The mappper/content_taxonomy.inc manages feeds mapping of multiple comma separated term names to the CCK taxonomy field target, however if there are duplicate terms in the mapped string, it adds identical terms multiple times to a multi-valued CCK taxonomy field:
e.g. 'Asia, America,Asia,    Europe' becomes
Array
(
[0] => Asia
[1] => America
[2] => Asia
[3] => Europe
)

I don't think there is a use case for adding the same term multiple times to a node, is there? I assumed not and made this little patch which reduces these duplicates when splitting the string. It also splits on comma-with-any-number-of-spaces.

I hope this helps someone.

Support from Acquia helps fund testing for Drupal Acquia logo

Comments

NealB-1’s picture

I ran into the same issue. Thank you.

I think you are eliminating duplicates at the wrong point. If the field already contains a term, your solution does not prevent it from being added again.

NealB-1’s picture

I came up with a couple additional wrinkles:

Here's how I'm using the content_taxonomy mapper -- my input data has a series of fields like this:

row main_type is_big is_red is_heavy
row1 big TRUE FALSE TRUE
row2 heavy FALSE TRUE TRUE

I'm trying to roll up all of those boolean fields into a single taxonomy field. I'm using Feeds Tamper to replace each TRUE with the corresponding term and each FALSE with nothing. The main_type field will also go into the taxonomy, which creates the problem of duplicates. Duplicates don't make sense here, so they should be eliminated.

The second wrinkle involves multigroups. I'm not sure exactly what the status of CCK3 multigroups is, but I am using them for my project. If the content_taxonomy field is part of a multigroup, it can make sense to have duplicates, because each entry is meaningful in the context of its particular row in the multigroup. For instance:

multigroup relationship first_name last_name
multigroup1 brother Jeb Bush
multigroup2 brother Neil Bush

In this table, relationship would be implemented as a content_taxonomy field. Clearly, duplicates are not a problem here.

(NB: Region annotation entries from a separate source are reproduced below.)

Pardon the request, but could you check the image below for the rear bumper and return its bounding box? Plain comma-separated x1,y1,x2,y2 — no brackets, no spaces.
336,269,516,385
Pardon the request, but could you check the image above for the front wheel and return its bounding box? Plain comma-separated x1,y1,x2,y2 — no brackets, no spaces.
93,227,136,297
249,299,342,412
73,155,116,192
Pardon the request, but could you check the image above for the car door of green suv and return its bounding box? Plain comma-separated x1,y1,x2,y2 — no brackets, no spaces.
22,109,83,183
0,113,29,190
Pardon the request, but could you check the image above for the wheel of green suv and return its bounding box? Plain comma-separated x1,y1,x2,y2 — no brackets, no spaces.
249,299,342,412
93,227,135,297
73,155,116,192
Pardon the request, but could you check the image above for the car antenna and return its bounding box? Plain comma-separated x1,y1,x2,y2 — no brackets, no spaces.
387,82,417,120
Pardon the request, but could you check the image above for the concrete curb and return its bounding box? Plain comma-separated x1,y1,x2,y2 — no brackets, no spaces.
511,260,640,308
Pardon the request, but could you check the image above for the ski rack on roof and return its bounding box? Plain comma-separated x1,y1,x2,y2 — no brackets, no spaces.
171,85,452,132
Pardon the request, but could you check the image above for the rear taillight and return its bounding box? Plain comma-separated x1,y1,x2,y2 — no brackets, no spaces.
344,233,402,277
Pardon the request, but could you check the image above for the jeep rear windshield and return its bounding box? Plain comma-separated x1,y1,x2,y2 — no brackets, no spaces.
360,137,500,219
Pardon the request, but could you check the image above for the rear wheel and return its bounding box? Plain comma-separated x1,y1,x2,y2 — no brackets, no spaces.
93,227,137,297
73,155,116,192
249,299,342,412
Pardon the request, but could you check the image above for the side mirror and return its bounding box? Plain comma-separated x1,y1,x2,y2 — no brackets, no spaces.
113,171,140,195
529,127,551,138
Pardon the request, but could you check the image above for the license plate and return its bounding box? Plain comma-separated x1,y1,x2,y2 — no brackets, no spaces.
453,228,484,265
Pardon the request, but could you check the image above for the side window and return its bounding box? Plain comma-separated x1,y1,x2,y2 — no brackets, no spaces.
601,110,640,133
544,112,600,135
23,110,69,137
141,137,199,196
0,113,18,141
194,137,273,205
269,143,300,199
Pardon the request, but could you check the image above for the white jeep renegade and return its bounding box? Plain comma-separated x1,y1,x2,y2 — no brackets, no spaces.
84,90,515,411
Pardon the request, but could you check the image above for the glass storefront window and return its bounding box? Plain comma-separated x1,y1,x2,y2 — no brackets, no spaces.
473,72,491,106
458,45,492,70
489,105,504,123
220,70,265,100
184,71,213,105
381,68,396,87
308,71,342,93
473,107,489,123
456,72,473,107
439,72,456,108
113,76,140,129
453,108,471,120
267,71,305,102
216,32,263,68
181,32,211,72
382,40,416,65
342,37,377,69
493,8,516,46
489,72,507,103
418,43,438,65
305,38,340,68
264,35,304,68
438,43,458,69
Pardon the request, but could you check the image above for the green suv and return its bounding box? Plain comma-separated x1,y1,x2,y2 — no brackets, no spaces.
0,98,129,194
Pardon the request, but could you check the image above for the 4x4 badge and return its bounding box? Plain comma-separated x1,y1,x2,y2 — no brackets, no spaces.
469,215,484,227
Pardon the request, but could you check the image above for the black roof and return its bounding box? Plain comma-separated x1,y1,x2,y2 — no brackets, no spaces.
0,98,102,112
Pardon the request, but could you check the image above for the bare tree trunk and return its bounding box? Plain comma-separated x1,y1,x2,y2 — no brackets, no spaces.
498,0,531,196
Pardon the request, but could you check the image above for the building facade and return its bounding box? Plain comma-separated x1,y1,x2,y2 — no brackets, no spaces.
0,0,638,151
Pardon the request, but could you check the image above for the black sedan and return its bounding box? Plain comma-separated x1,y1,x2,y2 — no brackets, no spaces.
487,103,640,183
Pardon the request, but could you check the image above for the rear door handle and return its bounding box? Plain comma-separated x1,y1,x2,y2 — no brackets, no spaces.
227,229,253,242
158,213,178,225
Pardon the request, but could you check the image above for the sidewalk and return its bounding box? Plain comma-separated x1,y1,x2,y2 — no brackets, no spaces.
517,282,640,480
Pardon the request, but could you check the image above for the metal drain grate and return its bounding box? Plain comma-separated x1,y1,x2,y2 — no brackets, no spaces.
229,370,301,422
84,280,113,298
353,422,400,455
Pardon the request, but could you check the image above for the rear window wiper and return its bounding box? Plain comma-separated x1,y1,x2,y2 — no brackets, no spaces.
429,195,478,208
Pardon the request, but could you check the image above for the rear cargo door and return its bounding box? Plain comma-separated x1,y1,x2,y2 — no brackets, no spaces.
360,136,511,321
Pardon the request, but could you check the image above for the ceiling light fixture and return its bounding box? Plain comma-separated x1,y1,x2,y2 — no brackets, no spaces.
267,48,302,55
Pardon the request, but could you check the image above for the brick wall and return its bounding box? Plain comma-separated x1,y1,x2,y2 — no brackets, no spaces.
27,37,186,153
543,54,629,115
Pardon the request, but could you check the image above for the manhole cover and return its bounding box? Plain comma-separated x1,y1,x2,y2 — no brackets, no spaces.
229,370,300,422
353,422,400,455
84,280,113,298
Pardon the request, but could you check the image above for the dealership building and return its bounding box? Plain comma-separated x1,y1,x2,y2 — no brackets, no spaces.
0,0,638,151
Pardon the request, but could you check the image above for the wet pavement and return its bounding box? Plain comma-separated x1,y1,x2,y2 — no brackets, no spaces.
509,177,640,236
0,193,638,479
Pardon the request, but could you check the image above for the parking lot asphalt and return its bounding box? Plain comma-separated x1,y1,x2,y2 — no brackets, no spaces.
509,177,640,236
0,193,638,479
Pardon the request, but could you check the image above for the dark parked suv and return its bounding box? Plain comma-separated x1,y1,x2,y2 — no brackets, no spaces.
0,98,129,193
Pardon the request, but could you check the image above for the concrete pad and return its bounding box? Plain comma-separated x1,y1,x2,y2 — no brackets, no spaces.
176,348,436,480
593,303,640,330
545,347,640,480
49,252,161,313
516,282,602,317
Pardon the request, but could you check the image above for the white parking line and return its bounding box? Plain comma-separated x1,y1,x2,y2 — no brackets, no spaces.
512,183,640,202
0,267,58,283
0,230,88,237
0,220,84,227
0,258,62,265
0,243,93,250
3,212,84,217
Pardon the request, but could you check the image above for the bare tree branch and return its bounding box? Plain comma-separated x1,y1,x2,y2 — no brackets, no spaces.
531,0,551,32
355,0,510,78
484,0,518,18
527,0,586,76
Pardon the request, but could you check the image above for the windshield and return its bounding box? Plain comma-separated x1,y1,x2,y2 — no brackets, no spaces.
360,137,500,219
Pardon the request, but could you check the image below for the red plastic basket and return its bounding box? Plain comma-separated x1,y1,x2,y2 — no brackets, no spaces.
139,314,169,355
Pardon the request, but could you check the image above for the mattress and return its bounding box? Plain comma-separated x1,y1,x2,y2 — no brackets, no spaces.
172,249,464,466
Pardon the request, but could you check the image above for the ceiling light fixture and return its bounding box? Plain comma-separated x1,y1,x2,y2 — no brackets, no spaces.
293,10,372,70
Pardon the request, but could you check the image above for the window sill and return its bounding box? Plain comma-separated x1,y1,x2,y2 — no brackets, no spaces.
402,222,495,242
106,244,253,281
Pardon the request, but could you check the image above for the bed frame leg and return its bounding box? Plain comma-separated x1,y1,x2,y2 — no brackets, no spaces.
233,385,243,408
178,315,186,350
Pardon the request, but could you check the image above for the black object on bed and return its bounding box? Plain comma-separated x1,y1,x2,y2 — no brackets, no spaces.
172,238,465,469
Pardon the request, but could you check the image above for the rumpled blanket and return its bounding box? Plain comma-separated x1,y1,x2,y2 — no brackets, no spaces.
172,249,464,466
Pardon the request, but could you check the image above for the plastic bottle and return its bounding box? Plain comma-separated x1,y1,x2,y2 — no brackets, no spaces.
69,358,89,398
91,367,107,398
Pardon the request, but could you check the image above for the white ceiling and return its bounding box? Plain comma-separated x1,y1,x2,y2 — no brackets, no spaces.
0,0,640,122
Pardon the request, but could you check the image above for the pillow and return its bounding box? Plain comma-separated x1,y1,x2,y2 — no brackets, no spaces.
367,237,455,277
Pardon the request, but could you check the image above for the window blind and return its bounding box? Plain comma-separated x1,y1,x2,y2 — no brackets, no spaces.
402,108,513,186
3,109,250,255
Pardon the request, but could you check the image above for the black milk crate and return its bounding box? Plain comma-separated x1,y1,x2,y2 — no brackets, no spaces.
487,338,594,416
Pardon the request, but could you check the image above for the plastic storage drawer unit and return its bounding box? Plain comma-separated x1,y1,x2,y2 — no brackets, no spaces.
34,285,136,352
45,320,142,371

So, it's not obvious what should be the behavior with respect to duplicates. In the majority of situations, they are probably meaningless and should not be preserved. In multigroups, they make sense. However, it would probably be difficult to build multigroups using feeds anyway, so perhaps multigroups will never be an issue.

Other thoughts?

NealB-1’s picture

Status: Active » Needs review
FileSize
2.49 KB

Here is a new patch. There are two changes:

  1. Duplicates are prevented, even if they are from different passes.
  2. I moved the logic to enforce the limit on the number of multiples to before the term is added. It was being tested after, which, regardless of the original wisdom, clearly doesn't work here.

I've tested the duplicate removal, but I haven't tested the enforcement of limits on multiples.

XiaN Vizjereij’s picture

Subscribe

twistor’s picture

Issue summary: View changes
Status: Needs review » Closed (outdated)